FIG. 1 is a block diagram of a NAS system 10 configured for employment of the present invention. NAS system 10 includes a NAS server 140 and NAS clients 100, all of which are coupled to a network 130. Network 130 is a TCP/IP network, and may be a private intranet, the Internet, or a combination thereof.
 NAS server 140 includes a processor (not shown) and memory components for holding an NFS server 150, a CIFS server 160, a physical file system 170 and a local disk 190. NAS server 140 is also attached to a storage subsystem 180, which could be direct attached, e.g., accessed via a Small Computer System Interface (SCSI) protocol, or SAN attached, i.e., accessed using the Fibre Channel protocol that encapsulates the SCSI protocol.
 NFS server 150 and CIFS server 160 are two network access protocol servers running on NAS server 140. They are software components that may also be integral parts of an operating system running on NAS 140. Note that NAS server 140 is not limited to employment of these particular network access protocol servers, but instead may also include any suitable number and type of such protocol servers.
 A file system abstraction with its hierarchical name space is a virtualization of the more basic representation of 1's and 0's on disks stored in 512 byte sectors. Physical file system 170 is an abstraction of 0's and 1's on a disk, either local or SAN-attached, and may be a component of the operating system running on NAS server 140. Physical file system 170 is a software component that implements a file system abstraction on top of the bits and bytes of data on storage subsystem 180, to represent the data as files and folders. A network file system access protocol is a higher lever abstraction implemented by server software such as NFS server 150 or CIFS server 160, which serves the content of physical file system 170 over network 130. Physical file system 170 is enabled to provide a PiTC of a file system. Physical file system 170 also provides features to track differences between a pair of PiTCs, or between a PiTC and the active file system, and provides an API to determine these differences. Additionally, physical file system 170 provides a special purpose file system attribute that cannot be modified using any network file system access protocol via a standard file system API.
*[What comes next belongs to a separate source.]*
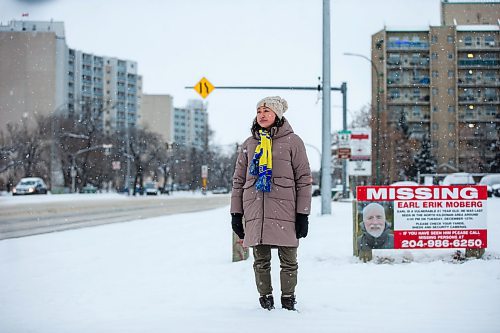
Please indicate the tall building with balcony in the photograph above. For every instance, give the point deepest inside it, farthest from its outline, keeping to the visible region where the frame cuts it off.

 Storage subsystem 180 contains one or more disk drives for storing data, such as customer data files. More particularly, storage subsystem 180 contains the data corresponding to a file system that may be infected by a virus. The present invention seeks to ensure the integrity of this file system by scanning for viruses using standard AV tools, but employs a technique using PiTC capabilities to make such scans faster when run in batch mode.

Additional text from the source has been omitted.